Dr. Kolodny is a staunch critic of the tactics of pharmaceutical companies, and he is credible in saying so since he is regarded as one of the premier experts on the crisis. He is the chief medical officer of Phoenix House, which has more than 130 addiction treatment centers in 10 states and the District of Columbia; he is a senior scientist at the Heller School for Social Policy and Management at Brandeis University, where he researches prescription drug monitoring programs; and he also works as the executive director of physicians for Responsible Opioid Prescribing.

He estimates 10 million to 12 million Americans use opioids chronically and blames the epidemic on pharmaceutical companies’ marketing and advertising efforts to doctors, who then over-prescribe those companies’ opioid drugs to patients.

He traces the epidemic’s roots to 1996, when companies increased promotion of opioid drugs such as Oxycontin (a brand name of the drug oxycodone) to doctors. Kolodny explained how promotional spending for Oxycontin in 1996 was less than $10 million and exploded to nearly $30 million in 2000 and 2001.
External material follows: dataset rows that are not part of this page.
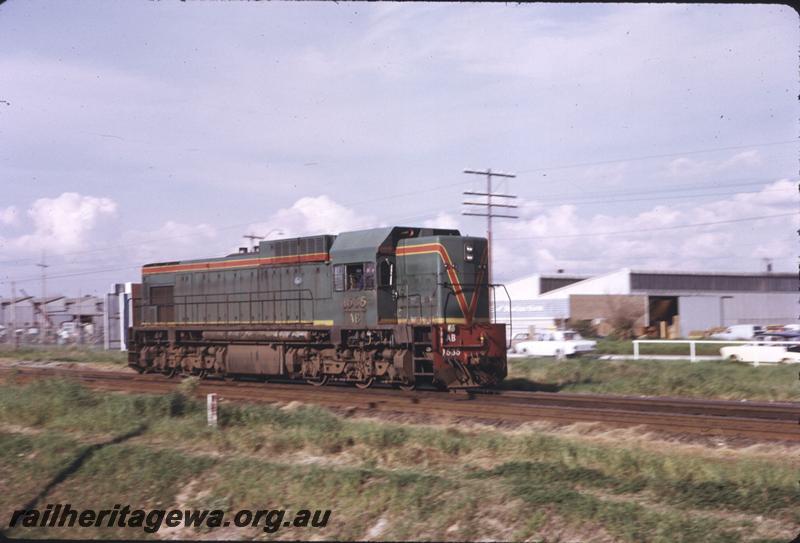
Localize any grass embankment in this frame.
[595,338,734,356]
[502,357,800,401]
[0,345,128,365]
[0,381,800,542]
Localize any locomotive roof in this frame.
[144,226,460,272]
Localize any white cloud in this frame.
[422,213,460,230]
[248,195,378,237]
[495,179,800,280]
[0,206,19,226]
[667,149,762,179]
[7,192,117,254]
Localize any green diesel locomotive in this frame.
[129,227,506,389]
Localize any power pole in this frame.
[242,234,267,253]
[461,169,519,314]
[36,251,49,343]
[11,281,19,349]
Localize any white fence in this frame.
[633,339,800,366]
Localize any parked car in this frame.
[508,332,531,353]
[512,330,597,356]
[711,324,764,341]
[719,332,800,363]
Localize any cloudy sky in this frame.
[0,0,800,296]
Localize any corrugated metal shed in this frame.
[630,271,800,292]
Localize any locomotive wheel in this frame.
[306,375,328,387]
[355,377,375,390]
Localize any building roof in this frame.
[512,268,800,300]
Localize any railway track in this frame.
[0,367,800,443]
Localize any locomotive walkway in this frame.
[0,367,800,443]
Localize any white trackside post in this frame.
[206,393,219,426]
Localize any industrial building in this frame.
[0,295,103,343]
[496,268,800,338]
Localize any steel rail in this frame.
[0,367,800,442]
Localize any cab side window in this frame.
[364,262,375,290]
[347,264,366,290]
[333,264,345,292]
[378,259,394,287]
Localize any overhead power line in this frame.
[519,139,800,173]
[461,169,518,305]
[497,212,797,241]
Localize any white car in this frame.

“The effects that oxycodone and hydrocodone produce in the brain are indistinguishable from the effects produced by heroin,” Dr. Kolodny said. “When we talk about opioid pain medications, we are essentially talking about heroin pills.”

He criticized the pharmaceutical industry for funding educational messages to doctors about how opioids are not addictive for the vast majority of patients who take them and that people can easily come off them — not so true.
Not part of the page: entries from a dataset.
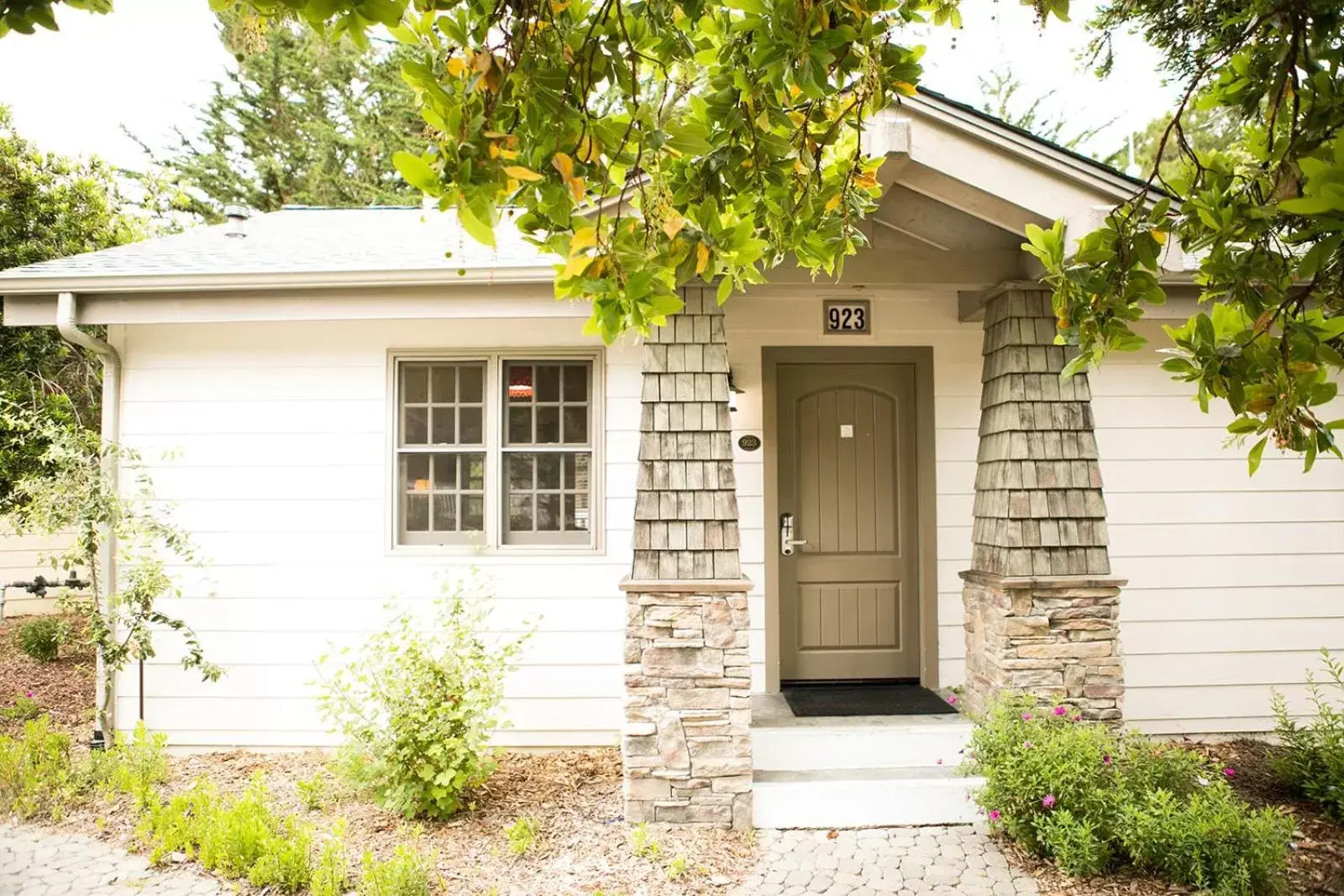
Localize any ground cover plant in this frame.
[970,697,1294,896]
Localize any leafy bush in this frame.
[1272,650,1344,820]
[320,575,527,820]
[18,616,70,663]
[0,716,81,820]
[970,697,1293,896]
[359,844,437,896]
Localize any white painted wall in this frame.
[113,312,640,747]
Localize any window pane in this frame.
[457,407,486,445]
[457,364,486,405]
[536,364,560,401]
[504,454,536,491]
[434,495,457,532]
[430,364,457,405]
[508,495,533,532]
[405,495,428,532]
[536,407,560,445]
[434,454,457,491]
[536,493,560,532]
[504,364,533,401]
[402,407,428,445]
[564,364,587,401]
[402,364,428,405]
[402,454,428,491]
[433,407,457,445]
[508,407,533,445]
[564,405,587,445]
[461,453,486,491]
It’s all about making money, despite the destruction these drugs have wreaked in society.

“So many Americans are on opioids chronically that drug companies can now make money selling medicines to treat the side effects of being on opioids chronically,” Dr. Kolodny said.

We are not experts in this field, but in our communities and nationwide, we all have seen and heard how the over-abundance of opioid prescriptions has led to theft and criminal trade in these pills, how horribly addictive they are and how they destroy the lives of addicts and their families. We have also seen how drug pushers quickly introduced cheap heroin to these users, and how it has become a nationwide scourge. We also see how the solution is going to be long, hard, expensive and multi-pronged: part treatment — including establishing more centers and making health insurers pay for more of it — part education and part enforcement. Many have died, and many more will.

It seems like now would be a good time for state attorneys general to start researching a possible case against the pharmaceutical companies, similar to what was done against tobacco companies in the ’90s. If, in fact, these companies caused this health crisis, they should pay for it.